Grants:Programs/Wikimedia Research Fund/Reducing the gender gap in AfD discussions: a semi-supervised learning approach

From Meta, a Wikimedia project coordination wiki
statusFunded
Reducing the gender gap in AfD discussions: a semi-supervised learning approach
start and end datesJuly 2023 - July 2024
budget (USD)50,000 USD
fiscal year2022-23
applicant(s)• Giovanni Luca Ciampaglia and Khandaker Tasnim Huq

Overview[edit]

Applicant(s)

Giovanni Luca Ciampaglia and Khandaker Tasnim Huq

Affiliation or grant type

University of Maryland

Author(s)

Giovanni Luca Ciampaglia and Khandaker Tasnim Huq

Wikimedia username(s)

Giovanni Luca Ciampaglia User:Junkie.dolphin

Khandaker Tasnim Huq User:Swad_Tasnim

Project title

Reducing the gender gap in AfD discussions: a semi-supervised learning approach

Research proposal[edit]

Description[edit]

Description of the proposed project, including aims and approach. Be sure to clearly state the problem, why it is important, why previous approaches (if any) have been insufficient, and your methods to address it.

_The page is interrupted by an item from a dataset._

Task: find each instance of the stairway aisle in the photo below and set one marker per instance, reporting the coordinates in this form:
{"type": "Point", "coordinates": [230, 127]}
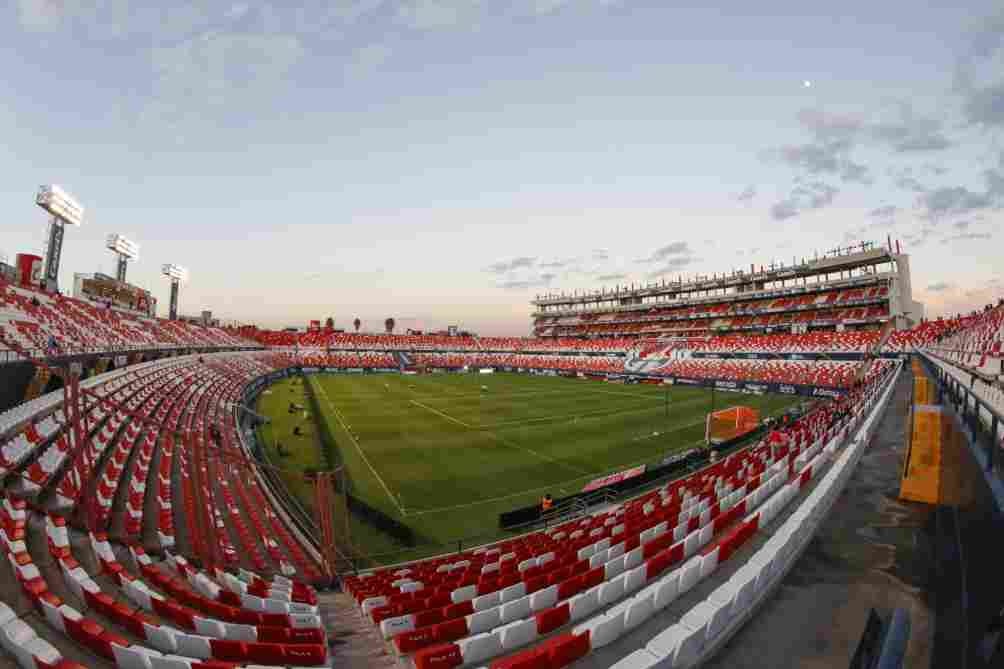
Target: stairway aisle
{"type": "Point", "coordinates": [354, 643]}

A well-known bias in Wikipedia is gender bias: only 18% of the content is about women across all Wikimedia projects, and on the English Wikipedia, only 19% of the biographies are about women. There are many theoretical and empirical contributions on the systematic factors behind the gender gap in Wikipedia. Prior work using community surveys found that women are only a small fraction of the editors, but there could be editorial processes that perpetuate this gap even in the absence of such an imbalance. For example, Tripodi (2021) found that biographies of women are caught in Articles for Deletion (AfD) discussions at a higher rate than those of men. What is the cause for this disproportionate treatment? To study gender differences in AfD discussions (and similar consensus-based processes), researchers need first to determine whether an article is a biography or not, and then of which gender. This is still largely a manual process, and is especially hard for retrospective analyses, since the content of past deleted articles is generally not accessible. In this project, we propose to address Wikipedia’s gender gap in two ways. First, we propose to address the need for retrospective data by developing a gender detection service for AfD discussions. To do so, we propose to apply natural language processing (NLP) techniques to the text of the discussion itself, which is available even if an article has been deleted. Specifically, we will develop a machine learning (ML) pipeline to break the problem into multiple steps: an initial stage that determines whether an article is a biography or not, and a second step to perform gender detection for biographical content only. To train our model we will use gender labels from Wikidata. Since this ground truth is incomplete, we will use semi-supervision to account for missing labels. Our second contribution will be a retrospective analysis of AfD debates of biographical articles, in which we will compare debates about biographies of men and women. In prior work, we have studied the role of editors with an “inclusionist” or “deletionist” stance in AfD debates, and found that the number of deletionists in a debate is a strong predictor of its outcome. Here, thanks to our ML service, we will investigate the effect of gender in the group composition and stance of AfD debates. One hypothesis is that deletionists may be over-represented in AfD debates about women, and that these debates may be shorter and less developed.

Personnel[edit]

N/A

Budget[edit]

Approximate amount requested in USD.

50,000 USD

Budget Description

Briefly describe what you expect to spend money on (specific budgets and details are not necessary at this time).

Salary + Fringe benefits:

- Summer salary (2 weeks) support for PI Ciampaglia

- Support of doctoral student Khandaker Tasnim Huq (9 months)


$43,478

Overhead (15%)


$6,522

Total


$50,000

Impact[edit]

Address the impact and relevance to the Wikimedia projects, including the degree to which the research will address the 2030 Wikimedia Strategic Direction and/or support the work of Wikimedia user groups, affiliates, and developer communities. If your work relates to knowledge gaps, please directly relate it to the knowledge gaps taxonomy.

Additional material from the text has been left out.